Nasıl bir iklimde ve neden?
Kapitalist-emperyalist sistem, sonrasında bir küresel hegemonya savaşının merkezi de olan Ukrayna ile birlikte yeni dönemin hukukunu da belirleyecek kurucu şiddet sürecini bir süredir başlatmış görünüyor. Sadece Ukrayna değil elbette. Hegemonik güçlerin askeri, siyasi, ekonomik rekabetlerinin merkezi konumundaki Kurdistan’da sömürgeciliğin zamana yayılmış suretleri, Ermeni halkının Karabağ’da tekrardan tehcir ile sınanması, kendi vatanlarında sürgün olan Filistinliler… Her biri, kriz halindeki kapitalist modernitenin, tekrardan savaş politikalarını devreye koyarak kendisine sermaye ayrıcalığı, pazarın genişlemesi ve sömürge imkânı yaratmasının aracısı kılınmak isteniyor. Buradan hareketle tıpkı Sovyetler sonrasının “tarihin sonu”, 11 Eylül’ün “küresel terörizm” olarak kavramsallaştırılması gibi Biden’ın dünyayı “demokratlar-otokratlar” olarak ikiye ayırması, ABD’nin yeni dönem müdahaleciliğinin işaret fişeği olarak tanımlanabilir. Artık “terör örgütleri” yerini “terör devletlerine” ya da hedefteki “otokrat liderlere-devletlere” bırakmış görünüyor.
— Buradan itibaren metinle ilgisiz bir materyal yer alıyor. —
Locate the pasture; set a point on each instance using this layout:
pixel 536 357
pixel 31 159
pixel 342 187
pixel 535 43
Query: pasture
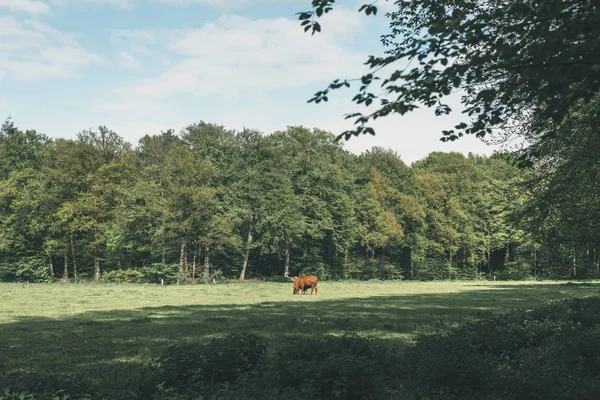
pixel 103 338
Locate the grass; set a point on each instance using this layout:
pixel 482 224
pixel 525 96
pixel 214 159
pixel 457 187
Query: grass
pixel 104 336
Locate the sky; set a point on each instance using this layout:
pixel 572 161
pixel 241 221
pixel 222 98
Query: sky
pixel 144 66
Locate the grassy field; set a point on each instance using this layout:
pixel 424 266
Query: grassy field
pixel 104 335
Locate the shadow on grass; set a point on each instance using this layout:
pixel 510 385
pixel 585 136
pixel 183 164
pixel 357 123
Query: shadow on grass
pixel 110 352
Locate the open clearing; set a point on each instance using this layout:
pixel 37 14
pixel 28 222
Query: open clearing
pixel 105 335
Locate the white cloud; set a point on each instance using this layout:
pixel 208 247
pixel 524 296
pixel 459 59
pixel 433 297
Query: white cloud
pixel 28 6
pixel 215 3
pixel 125 4
pixel 127 61
pixel 413 135
pixel 238 55
pixel 32 50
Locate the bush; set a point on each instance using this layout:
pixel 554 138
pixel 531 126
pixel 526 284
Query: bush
pixel 333 367
pixel 549 353
pixel 432 269
pixel 518 270
pixel 202 367
pixel 27 269
pixel 150 274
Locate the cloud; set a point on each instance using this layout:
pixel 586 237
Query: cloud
pixel 215 3
pixel 237 55
pixel 32 50
pixel 127 61
pixel 125 4
pixel 28 6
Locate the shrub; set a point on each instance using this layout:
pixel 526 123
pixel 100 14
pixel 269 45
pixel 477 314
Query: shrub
pixel 149 274
pixel 225 360
pixel 27 269
pixel 334 367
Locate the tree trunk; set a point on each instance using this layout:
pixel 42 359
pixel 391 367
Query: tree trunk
pixel 74 259
pixel 206 263
pixel 66 267
pixel 185 264
pixel 246 254
pixel 163 249
pixel 286 265
pixel 182 258
pixel 51 267
pixel 194 265
pixel 97 272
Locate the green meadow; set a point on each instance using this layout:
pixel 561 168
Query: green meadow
pixel 102 338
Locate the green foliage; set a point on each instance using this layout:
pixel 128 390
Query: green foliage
pixel 27 269
pixel 379 340
pixel 221 361
pixel 549 353
pixel 149 274
pixel 294 203
pixel 512 61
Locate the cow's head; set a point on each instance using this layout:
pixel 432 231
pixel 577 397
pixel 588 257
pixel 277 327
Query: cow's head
pixel 296 285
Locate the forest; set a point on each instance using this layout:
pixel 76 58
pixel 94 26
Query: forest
pixel 209 204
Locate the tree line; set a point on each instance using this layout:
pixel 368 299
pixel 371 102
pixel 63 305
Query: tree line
pixel 212 203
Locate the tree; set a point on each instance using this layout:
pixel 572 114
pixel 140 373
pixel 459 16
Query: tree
pixel 510 60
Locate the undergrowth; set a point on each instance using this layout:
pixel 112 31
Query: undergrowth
pixel 552 352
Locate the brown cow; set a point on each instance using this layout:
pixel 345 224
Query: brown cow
pixel 302 283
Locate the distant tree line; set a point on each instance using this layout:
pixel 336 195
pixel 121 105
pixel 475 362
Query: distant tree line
pixel 212 203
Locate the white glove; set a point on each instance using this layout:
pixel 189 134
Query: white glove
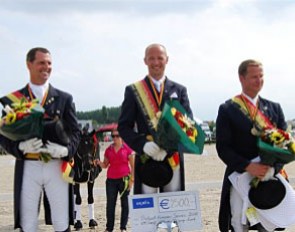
pixel 31 145
pixel 55 150
pixel 154 151
pixel 269 174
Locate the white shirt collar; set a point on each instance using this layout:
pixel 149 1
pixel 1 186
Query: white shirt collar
pixel 39 90
pixel 158 83
pixel 252 100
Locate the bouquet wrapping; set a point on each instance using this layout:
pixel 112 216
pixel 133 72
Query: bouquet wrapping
pixel 177 132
Her devletin bu ad adı altında kolaylıkla hedefe konulacağı böylesi bir dönemde devletlerin de kendi bölgesel çıkarları temelinde politika oluşturdukları görülüyor. Sözün özü bu defa çanlar sadece halklar için değil devletler için de ciddi ciddi çalıyor. Yangın yerinde yaşamaya alışmış Kurdistan ve Filistin halklarının bir kez daha harlanan ateşin içine atılma çabaları da cabası. Kurdistan ve Filistin’de geliştirilen tehcir ve toplum kırım politikası, sadece halklara yönelik tarihsel düşmanlıklardan kaynaklanmıyor. Aynı zamanda emperyal hevesleri gerçekleştirmenin en elverişli aparatı olarak görülüyor bu politika. Ancak bu öğrenilmiş devletçi tuzaklara rağmen Özgür Kurdistan, Özgür Filistin ve Özgür Ortadoğu seçeneğinin bu tarihsel kavşakta hiç de yabana atılmaması gerektiğini hatırlatmakta da fayda var.
Resmî belgelerde yalanlar
Dolayısıyla gerçekler, tezkere metnindeki soğuk yalanlarla örtülmek isteniyor. Meclis’e sunulan tezkere “komşumuz Irak’ın toprak bütünlüğüne dikkat edildiği” ifadesini içeriyor. Oysa ki, gelinen aşamada Türkiye bölgede istenmeyen ülke haline gelecek kadar askeri üs kurdu. “Milli güvenlik” ve “tehdit” adı altında yapılanın alt emperyal bir müdahale olduğunu bütün bölge halkları ve devletleri biliyor. Nitekim Arap Devletleri Birliği Genel Sekreteri Ahmed Ebu Gayt, “Türkiye’nin Kürdistan bölgesindeki operasyonları uluslararası hukukun ihlalidir” derken, Irak resmi düzeyde bir açıklama yaparak bu müdahalelerin “anlaşma” dahilinde yapıldığını yalanladı. Öte yandan Suriye’nin toprak bütünlüğüne saygı duyduğunu söyleyenler, çeteler aracılığıyla Rojava topraklarını işgal ederken, “Ortadoğu haritasını değiştireceğiz” diyen Netanyahu’nun pozisyonuna düşmekten kurtulamazlar. Bilinmeli ki, tarihten günümüze Ortadoğu’da “istikrarlı” bir şekilde sınırları değişen iki ülke var: Filistinlilerin ve Kurdistanlıların ülkesi…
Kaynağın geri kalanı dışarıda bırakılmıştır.